Sunday, June 22, 2014
John Hickman essay discussion
In John Hickman's essay the "Rise and Fall of the Twentieth-Century Drug Dystopia", Hickman explores themes and information based around seven dystopian-fiction novels that center around a drug that has one kind of effect or another. Only one of the novels, John Brunner's "The Stone that Never Came Down", is based on a drug that has a positive or liberating effect. The remaining six novels use drugs in their fiction as an enslaving or destructive power, that pacify or destroy the populations or individuals that use them. Hickman's main argument, or inquiry, is: why does the important subgenre of the drug-dystopia contain so few explorations of this theme? It's not as if the pharmaceutical industry has backed off or become less of a major force, as Hickman discusses. He concludes that "The best explanation is that neither writers nor their readers now perceive drugs as sufficiently intriguing or sufficiently technologically threatening as material for gripping drama", but that "Ordinary drugs in the form of chemical compounds are now so prosaic" and "Drugs of all sorts are already so commonplace that many would find improbable a threat of increased levels of medication to induce mass conformity or political demobilization". While it may not make for great drama (which might be part of the problem, if entertainment is a kind of drug), it seems that Hickman might have missed an important point. The normalization of all kinds of drugs might play a big role in glossing over serious social problems, and drugs might go a long way in helping individuals function in a dys-functional society. What if all the anti-depressants, anti-anxiety pills, and sleep aids disappeared?

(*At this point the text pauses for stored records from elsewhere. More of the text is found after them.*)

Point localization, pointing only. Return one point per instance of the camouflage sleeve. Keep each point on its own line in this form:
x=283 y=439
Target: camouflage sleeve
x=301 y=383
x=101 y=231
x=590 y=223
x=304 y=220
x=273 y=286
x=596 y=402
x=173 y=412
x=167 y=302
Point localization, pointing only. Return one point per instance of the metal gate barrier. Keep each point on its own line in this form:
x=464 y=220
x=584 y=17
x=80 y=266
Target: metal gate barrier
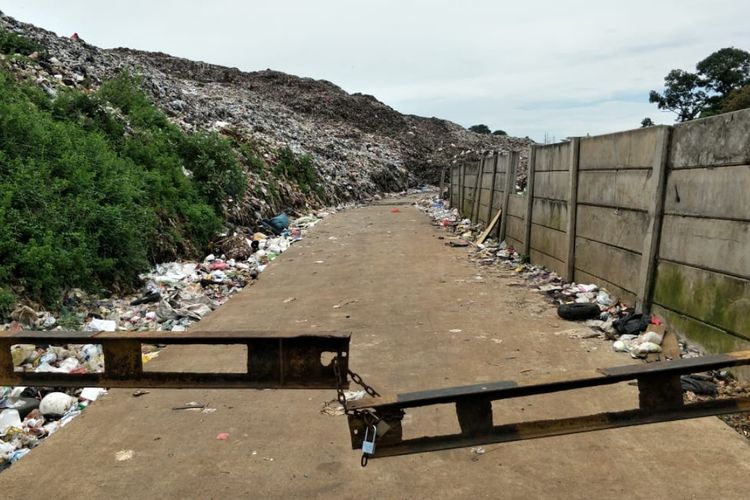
x=278 y=360
x=275 y=360
x=375 y=423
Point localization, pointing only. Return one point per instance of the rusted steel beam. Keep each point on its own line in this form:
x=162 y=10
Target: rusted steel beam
x=287 y=360
x=559 y=427
x=660 y=400
x=554 y=383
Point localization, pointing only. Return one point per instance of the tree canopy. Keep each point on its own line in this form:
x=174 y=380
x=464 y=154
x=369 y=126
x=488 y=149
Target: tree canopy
x=718 y=78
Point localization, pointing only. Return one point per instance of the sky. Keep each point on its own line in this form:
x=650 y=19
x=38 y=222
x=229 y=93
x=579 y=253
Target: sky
x=543 y=69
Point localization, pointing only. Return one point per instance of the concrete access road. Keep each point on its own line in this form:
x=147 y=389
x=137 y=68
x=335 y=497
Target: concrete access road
x=422 y=316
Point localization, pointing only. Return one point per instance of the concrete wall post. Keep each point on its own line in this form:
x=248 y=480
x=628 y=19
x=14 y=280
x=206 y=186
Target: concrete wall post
x=442 y=181
x=495 y=161
x=462 y=180
x=477 y=184
x=529 y=200
x=656 y=193
x=511 y=165
x=570 y=262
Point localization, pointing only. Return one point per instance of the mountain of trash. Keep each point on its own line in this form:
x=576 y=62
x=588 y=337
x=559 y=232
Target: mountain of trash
x=359 y=145
x=174 y=296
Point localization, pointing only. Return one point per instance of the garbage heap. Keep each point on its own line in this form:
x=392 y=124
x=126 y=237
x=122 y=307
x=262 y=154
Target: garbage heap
x=640 y=336
x=174 y=296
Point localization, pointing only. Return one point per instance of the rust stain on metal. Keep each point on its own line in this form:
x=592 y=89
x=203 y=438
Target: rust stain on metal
x=287 y=360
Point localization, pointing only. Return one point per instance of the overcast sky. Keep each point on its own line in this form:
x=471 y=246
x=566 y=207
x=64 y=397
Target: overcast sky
x=561 y=68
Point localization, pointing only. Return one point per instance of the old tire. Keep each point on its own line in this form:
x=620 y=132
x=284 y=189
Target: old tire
x=578 y=312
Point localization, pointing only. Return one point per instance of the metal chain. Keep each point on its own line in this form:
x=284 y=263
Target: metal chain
x=357 y=379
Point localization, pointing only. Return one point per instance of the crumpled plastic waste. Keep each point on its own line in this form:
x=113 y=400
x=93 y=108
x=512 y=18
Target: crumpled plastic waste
x=174 y=296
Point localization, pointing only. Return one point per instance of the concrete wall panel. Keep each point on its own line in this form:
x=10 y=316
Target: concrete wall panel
x=721 y=245
x=517 y=244
x=516 y=229
x=718 y=140
x=709 y=192
x=517 y=205
x=550 y=213
x=619 y=227
x=617 y=266
x=549 y=262
x=549 y=241
x=623 y=188
x=553 y=157
x=710 y=338
x=630 y=149
x=717 y=299
x=614 y=290
x=551 y=185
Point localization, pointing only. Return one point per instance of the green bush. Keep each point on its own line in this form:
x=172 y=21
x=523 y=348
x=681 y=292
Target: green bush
x=89 y=197
x=299 y=169
x=11 y=43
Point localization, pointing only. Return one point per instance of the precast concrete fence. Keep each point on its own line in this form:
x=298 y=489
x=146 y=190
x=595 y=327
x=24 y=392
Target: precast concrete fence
x=659 y=216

There is probably lots of room for exploring that scenario, where, if these now commonplace drugs were removed, the more banal and normalized horrors or dysphoric pressures of everyday life might be able to become more visible. As Hickman hints at, we might already occupy a dystopic landscape where drugs play a dominant role, if only if that role is in aiding bewildered individuals in coping with the tremendous stress and contradictions of life today.